The audience laughs, uneasily. The little girl is staring at Oprah and clutching a fistful of her mother’s skirt. The mother carefully moves the child’s hand into one of hers. “The next summer I went back and legally adopted her.”
“Can’t be,” says Annawake. “Not legally.”
Oprah asks, “Where did all this happen?”
“Oklahoma, Indian country. Turtle’s Cherokee.”
Annawake bangs the desk like a judge, bringing the court to order.
The sky has gone dishwater gray. There could be rain on this west wind, Annawake thinks. But it’s Third Saturday, stomp-dance night, and old people love to tell you that rain always holds back till the dancing is over. They’re mostly right. She parks her truck, gathers up her bouquet of blue and white papers from the office, and wonders briefly what ought to be done about the aluminum siding that is buckling on the north side of the house. With two free fingers she forks up the handlebars of a tricycle from the front walk and parks it out of harm’s way on the porch.
“
Siyo
,” she says, latching the screen door to keep kids in and dogs out. Her brother and sister-in-law are kneeling on the kitchen floor and return her greeting without looking up. They must be on speaking terms this week: they’re hammering the legs back onto the old pine dining table, and it’s not easy to take on a project like that without communicating.

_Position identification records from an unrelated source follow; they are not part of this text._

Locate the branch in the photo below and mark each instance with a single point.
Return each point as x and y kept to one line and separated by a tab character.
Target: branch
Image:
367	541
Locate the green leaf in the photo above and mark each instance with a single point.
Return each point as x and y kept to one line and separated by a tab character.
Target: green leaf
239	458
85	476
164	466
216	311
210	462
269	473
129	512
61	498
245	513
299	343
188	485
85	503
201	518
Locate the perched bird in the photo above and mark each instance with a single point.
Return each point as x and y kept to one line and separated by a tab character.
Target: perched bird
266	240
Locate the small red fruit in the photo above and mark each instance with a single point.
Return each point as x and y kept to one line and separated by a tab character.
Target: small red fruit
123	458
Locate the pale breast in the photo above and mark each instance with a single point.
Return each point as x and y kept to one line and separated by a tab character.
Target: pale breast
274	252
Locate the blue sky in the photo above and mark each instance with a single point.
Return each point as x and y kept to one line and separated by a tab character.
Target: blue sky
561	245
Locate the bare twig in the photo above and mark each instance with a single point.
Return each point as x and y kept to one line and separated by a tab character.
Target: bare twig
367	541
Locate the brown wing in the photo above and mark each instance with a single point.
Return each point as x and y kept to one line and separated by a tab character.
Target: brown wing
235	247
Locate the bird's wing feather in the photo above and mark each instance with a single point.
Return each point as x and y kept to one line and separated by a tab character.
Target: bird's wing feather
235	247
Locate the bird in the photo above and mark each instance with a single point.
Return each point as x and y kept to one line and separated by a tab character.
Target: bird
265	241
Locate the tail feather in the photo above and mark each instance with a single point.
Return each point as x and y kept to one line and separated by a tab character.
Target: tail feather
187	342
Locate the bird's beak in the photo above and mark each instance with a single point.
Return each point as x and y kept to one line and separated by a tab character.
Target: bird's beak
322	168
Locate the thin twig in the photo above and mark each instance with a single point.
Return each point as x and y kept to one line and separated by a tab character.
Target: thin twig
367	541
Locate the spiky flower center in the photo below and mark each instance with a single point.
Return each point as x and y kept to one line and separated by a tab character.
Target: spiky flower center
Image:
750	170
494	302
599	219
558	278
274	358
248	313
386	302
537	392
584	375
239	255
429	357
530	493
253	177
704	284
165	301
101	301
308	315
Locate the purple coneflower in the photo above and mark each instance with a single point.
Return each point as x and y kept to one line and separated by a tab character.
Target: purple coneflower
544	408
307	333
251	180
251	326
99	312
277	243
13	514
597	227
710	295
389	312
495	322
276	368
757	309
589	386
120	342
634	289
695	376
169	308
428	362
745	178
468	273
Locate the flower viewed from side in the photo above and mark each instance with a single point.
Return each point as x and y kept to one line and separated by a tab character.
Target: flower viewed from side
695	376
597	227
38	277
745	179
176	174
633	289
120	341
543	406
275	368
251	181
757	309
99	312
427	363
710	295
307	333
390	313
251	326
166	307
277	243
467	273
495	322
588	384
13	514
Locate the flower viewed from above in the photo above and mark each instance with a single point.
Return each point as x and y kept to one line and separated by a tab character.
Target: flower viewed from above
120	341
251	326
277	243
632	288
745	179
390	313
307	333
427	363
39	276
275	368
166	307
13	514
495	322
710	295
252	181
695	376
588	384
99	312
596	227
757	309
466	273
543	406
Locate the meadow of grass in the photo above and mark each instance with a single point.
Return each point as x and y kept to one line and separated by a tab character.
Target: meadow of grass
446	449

Annawake watches the two of them, united for once as they both concentrate on keeping the table leg on straight while Dellon drives the nail. His thick braid swings like a bell rope as he hammers, and their heads almost touch. “Got her?” he asks, and Millie nods, her crinkled perm softly brushing Dellon’s shining black crown. They were married less than a year and have been divorced for five, but it hasn’t interfered with their rate of producing children. When the table leg is secure, Millie rolls sideways and takes hold of the lip of the sink. Annawake takes her other hand and pulls her up.
“Seems like you take one month longer with every baby,” Dellon says, and Annawake laughs because it’s true: the first was premature, the second right on time, the third one three weeks late, and this one seems to have staked Millie’s ample territory for its homestead.
“Don’t say that out loud, he’ll hear you.” Millie leans over her stomach and tells it, “You’re coming out of there this weekend, you hear? If you go any longer past due you’re walking home from the hospital yourself.”
Annawake gets a soda out of the refrigerator and sits in a chair, moccasins together, facing the upside-down table. “Is this thing going to live?”
“It’ll never walk again,” Dellon says, squatting on his heels. He shrugs his braid back over the great round loaf of his shoulder and gives the table leg a couple of trial knocks with the hammer. He grins up at his little sister. “You scalp the cowboys today?”
“I did my best.”
“Don’t make fun of Annawake’s job, Dell,” Millie says, turning her back on them, running water into a big aluminum kettle. The sun shining through her shocked hair reveals the perfect globe of her skull.
“I never make fun of Annawake. She’d beat me up.”
“Dad, let’s go.” Baby Dellon, who is almost six and hates to be called Baby Dellon, runs into the kitchen with a football helmet on.